An employee works on a COVID-19 vaccine production line in India

© UNICEF / Dhiraj Singh

An employee works on a COVID-19 vaccine production line in India

The Power of COVAX

We all lived through COVID-19 pandemic of the past few years, extremely difficult. We have seen the amazing development, in a remarkably short amount of time, of a vaccine that prevents COVID disease and fights both infection and transmission.

One of the ways that vaccines have been sent to every country in the world is through the COVAX facility. This allows billions of units to be shipped to countries that need them but cannot purchase them themselves.

80% of drug doses delivered to low-income countries are delivered through the COVAX facility and approximately 92 countries are benefiting.

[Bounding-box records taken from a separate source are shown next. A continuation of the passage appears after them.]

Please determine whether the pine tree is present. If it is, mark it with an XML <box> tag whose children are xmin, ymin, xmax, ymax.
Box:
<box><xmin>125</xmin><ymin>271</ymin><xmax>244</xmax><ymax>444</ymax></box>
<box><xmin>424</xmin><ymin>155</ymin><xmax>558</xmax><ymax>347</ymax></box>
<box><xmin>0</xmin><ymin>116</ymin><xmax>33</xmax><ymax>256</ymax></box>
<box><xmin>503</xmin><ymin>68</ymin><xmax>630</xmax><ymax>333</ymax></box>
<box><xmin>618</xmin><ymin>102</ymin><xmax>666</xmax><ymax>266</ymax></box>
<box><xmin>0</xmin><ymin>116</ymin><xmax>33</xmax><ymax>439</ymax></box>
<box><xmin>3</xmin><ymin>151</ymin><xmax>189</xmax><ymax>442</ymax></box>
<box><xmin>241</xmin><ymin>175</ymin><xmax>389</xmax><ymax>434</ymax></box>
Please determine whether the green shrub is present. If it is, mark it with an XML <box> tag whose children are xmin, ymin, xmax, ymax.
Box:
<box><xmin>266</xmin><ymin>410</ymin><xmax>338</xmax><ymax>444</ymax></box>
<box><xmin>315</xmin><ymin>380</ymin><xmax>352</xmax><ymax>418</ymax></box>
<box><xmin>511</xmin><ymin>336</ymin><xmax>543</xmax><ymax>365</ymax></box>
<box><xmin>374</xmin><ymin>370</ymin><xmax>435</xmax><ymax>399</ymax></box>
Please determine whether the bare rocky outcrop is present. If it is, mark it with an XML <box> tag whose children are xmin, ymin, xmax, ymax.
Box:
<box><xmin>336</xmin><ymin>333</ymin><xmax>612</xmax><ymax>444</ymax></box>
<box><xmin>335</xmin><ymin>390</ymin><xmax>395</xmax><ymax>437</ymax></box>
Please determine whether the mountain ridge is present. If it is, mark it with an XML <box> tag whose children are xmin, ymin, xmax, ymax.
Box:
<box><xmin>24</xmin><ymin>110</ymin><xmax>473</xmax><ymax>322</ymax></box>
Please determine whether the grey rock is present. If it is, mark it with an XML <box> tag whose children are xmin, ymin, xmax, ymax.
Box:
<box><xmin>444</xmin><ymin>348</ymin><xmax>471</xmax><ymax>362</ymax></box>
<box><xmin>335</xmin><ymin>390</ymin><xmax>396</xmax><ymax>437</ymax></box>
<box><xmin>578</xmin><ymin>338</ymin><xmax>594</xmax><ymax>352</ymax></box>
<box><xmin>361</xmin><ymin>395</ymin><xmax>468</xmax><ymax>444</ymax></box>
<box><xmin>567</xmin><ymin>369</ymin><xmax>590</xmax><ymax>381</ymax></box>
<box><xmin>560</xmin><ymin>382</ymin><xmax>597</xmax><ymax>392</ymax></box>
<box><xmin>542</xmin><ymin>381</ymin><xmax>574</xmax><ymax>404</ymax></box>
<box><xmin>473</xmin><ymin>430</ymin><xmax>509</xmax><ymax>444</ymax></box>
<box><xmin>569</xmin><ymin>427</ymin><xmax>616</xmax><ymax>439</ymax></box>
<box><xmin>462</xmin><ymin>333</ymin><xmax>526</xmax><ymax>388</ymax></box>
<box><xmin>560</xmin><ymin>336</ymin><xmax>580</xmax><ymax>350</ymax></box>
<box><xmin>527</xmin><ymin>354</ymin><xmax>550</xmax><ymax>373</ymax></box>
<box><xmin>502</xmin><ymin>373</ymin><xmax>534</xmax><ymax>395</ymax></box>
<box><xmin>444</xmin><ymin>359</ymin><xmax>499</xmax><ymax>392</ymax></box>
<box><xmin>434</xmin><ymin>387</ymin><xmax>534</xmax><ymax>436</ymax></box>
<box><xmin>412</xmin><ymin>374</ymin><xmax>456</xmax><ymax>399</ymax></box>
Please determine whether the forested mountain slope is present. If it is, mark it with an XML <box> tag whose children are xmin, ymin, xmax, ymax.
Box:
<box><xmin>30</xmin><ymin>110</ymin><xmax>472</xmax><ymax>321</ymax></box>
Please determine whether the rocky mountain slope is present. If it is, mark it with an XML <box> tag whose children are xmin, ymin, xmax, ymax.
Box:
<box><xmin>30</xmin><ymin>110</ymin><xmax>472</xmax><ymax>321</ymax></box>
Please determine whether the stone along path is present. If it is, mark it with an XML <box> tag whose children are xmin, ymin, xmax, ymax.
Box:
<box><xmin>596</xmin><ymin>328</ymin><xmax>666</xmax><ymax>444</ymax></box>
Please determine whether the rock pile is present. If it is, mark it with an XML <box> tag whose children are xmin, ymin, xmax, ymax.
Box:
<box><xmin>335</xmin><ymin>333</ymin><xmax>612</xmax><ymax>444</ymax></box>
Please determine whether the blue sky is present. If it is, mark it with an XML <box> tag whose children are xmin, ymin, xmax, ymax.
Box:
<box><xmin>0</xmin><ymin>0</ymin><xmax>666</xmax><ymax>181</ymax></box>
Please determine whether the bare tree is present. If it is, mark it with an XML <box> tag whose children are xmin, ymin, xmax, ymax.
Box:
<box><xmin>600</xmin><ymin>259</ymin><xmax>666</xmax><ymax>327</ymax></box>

A mother receives a second dose of COVID-19 vaccine at a medical center in Obassin, Burkina Faso.

© UNICEF / Frank Dejongh

A mother receives a second dose of COVID-19 vaccine at a medical center in Obassin, Burkina Faso.

Social justice issues

We vaccinate against diseases that are transmitted from person to person. This means that, unless we protect ourselves through the use of vaccines, each of us presents some degree of risk to others.

So I really think vaccination is a matter of social justice and social justice.

There is nothing more overwhelming, or more tragic, than a perfectly healthy child succumbing to a completely preventable infection.”